The organization asked for help in using MTA subway data to help optimize the placement of their street teams. The goal is to optimize not only the number of attendees but those that will most likely to contribute to their cause.

Data Selection

Data Analysis

*Photo by Kevin Ku from Pexels

The first step in this data analysis was to identify an appropriate dataset. The New York City MTA (Metropolitan Transit Authority) has made ten years’ worth of turnstile data available on their mta.info website. This data provides details on over 400 stations across the MTA and PATH systems along with individual turnstiles, counter and booth information. The data is counter-based meaning the data collected from each turnstile increments up every time a new rider swipes. The counters seems to have an arbitrary reset after a certain counter limit is reached.

More information on the MTA dataset can be found here: MTA Turnstile Dataset

Exploratory Data Analysis

Once the data was identified, i had to do some basic analysis to get a better sense of what the data represents.

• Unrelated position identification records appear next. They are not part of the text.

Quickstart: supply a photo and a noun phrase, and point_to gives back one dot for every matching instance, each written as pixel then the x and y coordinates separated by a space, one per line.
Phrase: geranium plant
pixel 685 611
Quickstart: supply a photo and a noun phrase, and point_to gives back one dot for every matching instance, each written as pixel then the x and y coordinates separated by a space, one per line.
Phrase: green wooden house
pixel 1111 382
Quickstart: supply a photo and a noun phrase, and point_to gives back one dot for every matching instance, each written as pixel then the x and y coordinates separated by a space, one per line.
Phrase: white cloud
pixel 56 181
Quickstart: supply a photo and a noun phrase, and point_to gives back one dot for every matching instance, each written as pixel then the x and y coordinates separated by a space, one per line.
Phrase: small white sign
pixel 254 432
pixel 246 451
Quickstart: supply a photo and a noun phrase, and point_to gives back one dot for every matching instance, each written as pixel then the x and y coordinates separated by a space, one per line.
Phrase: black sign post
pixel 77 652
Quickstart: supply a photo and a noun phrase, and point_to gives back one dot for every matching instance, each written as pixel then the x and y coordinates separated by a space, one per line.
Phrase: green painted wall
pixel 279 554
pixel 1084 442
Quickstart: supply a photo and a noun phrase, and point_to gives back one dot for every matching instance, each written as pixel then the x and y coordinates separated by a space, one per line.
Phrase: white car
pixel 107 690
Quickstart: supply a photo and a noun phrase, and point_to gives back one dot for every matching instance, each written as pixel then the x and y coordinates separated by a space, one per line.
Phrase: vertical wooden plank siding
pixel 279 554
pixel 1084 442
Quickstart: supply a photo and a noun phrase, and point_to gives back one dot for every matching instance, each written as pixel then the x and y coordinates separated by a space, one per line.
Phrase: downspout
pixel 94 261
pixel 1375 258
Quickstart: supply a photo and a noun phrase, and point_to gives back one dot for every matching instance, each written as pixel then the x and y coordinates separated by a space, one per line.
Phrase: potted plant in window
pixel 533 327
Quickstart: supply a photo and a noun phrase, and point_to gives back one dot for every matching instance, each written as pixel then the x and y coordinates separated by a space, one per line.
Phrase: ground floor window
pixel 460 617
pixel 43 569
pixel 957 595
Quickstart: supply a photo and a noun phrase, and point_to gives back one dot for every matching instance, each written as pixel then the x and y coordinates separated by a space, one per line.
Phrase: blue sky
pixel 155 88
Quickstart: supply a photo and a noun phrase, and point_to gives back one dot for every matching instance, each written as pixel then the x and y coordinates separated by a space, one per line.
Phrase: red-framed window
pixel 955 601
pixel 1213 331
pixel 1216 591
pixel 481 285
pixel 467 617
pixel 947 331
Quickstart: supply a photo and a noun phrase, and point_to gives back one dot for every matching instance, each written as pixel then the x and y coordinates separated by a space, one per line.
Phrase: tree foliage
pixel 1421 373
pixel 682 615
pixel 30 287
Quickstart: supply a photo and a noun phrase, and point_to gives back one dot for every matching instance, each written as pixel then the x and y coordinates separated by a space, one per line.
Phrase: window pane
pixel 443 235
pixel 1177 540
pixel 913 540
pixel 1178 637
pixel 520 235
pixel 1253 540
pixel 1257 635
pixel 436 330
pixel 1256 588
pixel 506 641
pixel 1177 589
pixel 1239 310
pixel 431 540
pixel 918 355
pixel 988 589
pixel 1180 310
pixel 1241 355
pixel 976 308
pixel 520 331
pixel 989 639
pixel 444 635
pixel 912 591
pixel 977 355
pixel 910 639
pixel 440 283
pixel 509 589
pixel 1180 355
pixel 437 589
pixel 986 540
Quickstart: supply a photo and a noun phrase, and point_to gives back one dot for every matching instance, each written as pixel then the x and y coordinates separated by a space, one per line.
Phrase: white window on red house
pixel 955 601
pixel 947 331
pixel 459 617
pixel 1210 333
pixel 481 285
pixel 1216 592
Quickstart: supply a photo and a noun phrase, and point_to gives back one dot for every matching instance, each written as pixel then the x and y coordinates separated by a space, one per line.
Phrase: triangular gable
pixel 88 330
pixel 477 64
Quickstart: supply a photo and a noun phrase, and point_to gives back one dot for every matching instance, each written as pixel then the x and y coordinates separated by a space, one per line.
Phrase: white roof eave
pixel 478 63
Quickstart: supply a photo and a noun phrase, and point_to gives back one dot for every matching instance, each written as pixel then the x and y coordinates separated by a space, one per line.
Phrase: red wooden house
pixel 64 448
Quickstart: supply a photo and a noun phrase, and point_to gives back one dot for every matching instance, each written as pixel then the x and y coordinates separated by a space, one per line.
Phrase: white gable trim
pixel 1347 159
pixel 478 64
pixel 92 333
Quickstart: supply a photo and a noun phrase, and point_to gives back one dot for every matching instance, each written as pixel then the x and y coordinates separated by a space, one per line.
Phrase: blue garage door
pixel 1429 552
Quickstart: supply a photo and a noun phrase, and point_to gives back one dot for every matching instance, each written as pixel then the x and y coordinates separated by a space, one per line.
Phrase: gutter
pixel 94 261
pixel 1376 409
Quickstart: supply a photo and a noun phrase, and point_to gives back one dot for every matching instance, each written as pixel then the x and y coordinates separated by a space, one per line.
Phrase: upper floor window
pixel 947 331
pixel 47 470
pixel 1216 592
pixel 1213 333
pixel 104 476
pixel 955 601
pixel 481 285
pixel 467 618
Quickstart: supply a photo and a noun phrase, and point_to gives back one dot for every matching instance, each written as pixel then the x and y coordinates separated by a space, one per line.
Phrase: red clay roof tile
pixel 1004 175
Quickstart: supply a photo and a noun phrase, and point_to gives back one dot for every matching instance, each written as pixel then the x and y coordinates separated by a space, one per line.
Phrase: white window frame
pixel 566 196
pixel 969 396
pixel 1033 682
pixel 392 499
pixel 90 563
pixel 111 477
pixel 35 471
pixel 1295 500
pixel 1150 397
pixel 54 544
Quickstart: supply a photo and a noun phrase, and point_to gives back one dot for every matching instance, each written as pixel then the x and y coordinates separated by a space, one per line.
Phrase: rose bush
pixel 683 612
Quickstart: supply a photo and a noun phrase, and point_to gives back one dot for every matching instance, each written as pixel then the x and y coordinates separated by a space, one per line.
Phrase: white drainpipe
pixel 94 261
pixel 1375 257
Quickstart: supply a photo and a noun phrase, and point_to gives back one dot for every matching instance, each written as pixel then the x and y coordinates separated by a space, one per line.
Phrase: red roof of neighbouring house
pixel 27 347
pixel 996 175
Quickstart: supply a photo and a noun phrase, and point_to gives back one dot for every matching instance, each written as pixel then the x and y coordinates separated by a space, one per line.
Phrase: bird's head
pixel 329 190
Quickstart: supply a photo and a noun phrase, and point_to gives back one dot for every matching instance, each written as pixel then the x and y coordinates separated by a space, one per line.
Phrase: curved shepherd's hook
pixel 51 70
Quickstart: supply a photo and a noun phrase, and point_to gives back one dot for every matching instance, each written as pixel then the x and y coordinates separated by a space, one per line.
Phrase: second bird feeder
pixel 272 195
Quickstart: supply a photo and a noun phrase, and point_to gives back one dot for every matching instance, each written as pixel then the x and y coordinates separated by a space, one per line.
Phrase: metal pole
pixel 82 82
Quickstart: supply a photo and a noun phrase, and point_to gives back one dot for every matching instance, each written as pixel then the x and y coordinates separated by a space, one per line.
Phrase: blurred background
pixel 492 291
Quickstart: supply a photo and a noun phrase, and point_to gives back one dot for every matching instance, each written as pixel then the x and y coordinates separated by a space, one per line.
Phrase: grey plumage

I pulled down data for all of 2019 for this analysis. Each row within this dataset represented a unique station, unit, turnstile, date and time combination along with an entry and exit counter reading. There were over 10M entries in this dataset.

MTA Data Sample

The first thing i had to do to get a sense of where the street team should be deployed is to look at the yearly aggregate counts for all unique subway station entries. The graph below represents the yearly entry totals for the top 20 subway stations.

Top 20 Stations

x-axis is in 10’s of millions

Recomendation #1 The street team should be deployed to the top 20 stations by volume in NYC.

By far the busiest subway station in NYC is 34th St - Penn. Station. This subway station receives almost 30% more traffic than the second busiest subway station. I wanted to look at whether there were any seasonality effects for this subways station. The plot below shows a daily view of ridership for all of 2019. You will notice that subway ridership peaks during the spring and fall months but the changes over the rest of the year is negligible.

Daily View

Recomendation #2 The street team can be deployed any time of year as seasonality is not a major factor. Most of the street team should be deployed to the 34th Street station since it handles 30% more volume than the second busiest station.

I then needed to look at the best days of the week to deploy the street team. I had a hunch that subway ridership would decrease on the weekend and increase during the work week. The image below proves this intuition. We see an ebb and flow to the ridership where peak traffic occurs between Tuesday and Thursday and wanes on Saturday and Sunday.

Daily Turnstile View

Recomendation #3 Deploy street team resources during the work week specifically from Tuesday through Thursday.

The last question is whether there is a certain time of day that is ideal for reaching a bigger audience. After taking a closer look at the data we do see that there is a marked increase in traffic during specific times of the day. The peak hours seem to be between 6-10AM and 2-6PM. The image below shows this visually.

Daily Turnstile View

Recommendation #4 Deploy the street team during peak rush hour times of 6-10AM and 2-6PM.

Conclusion & Follow-Up

Analyzing the MTA data allowed me to arrive at some early conclusions about how best to deploy the WTWY street team resources. We have four specific recommendations that should put the organization on a good trajectory to maximize donations.

For future consideration I would need to look at the following to enhance this analysis:

  • Social Media / GPS Data - Include data from social media data providers which provide uniqie mobile devices travelling through a specific subway station. This will allow us to better target the female demographic that this group is interested in.
  • Tech Hubs - Find locations within NYC where there are tech hubs that would attract more of the demographic that this group is interested in.
  • Demographic/Income Data - Use US Census data to determine whether there are higher pockets of female demographics in the NYC area and also add in income data to improve likelihood of donations.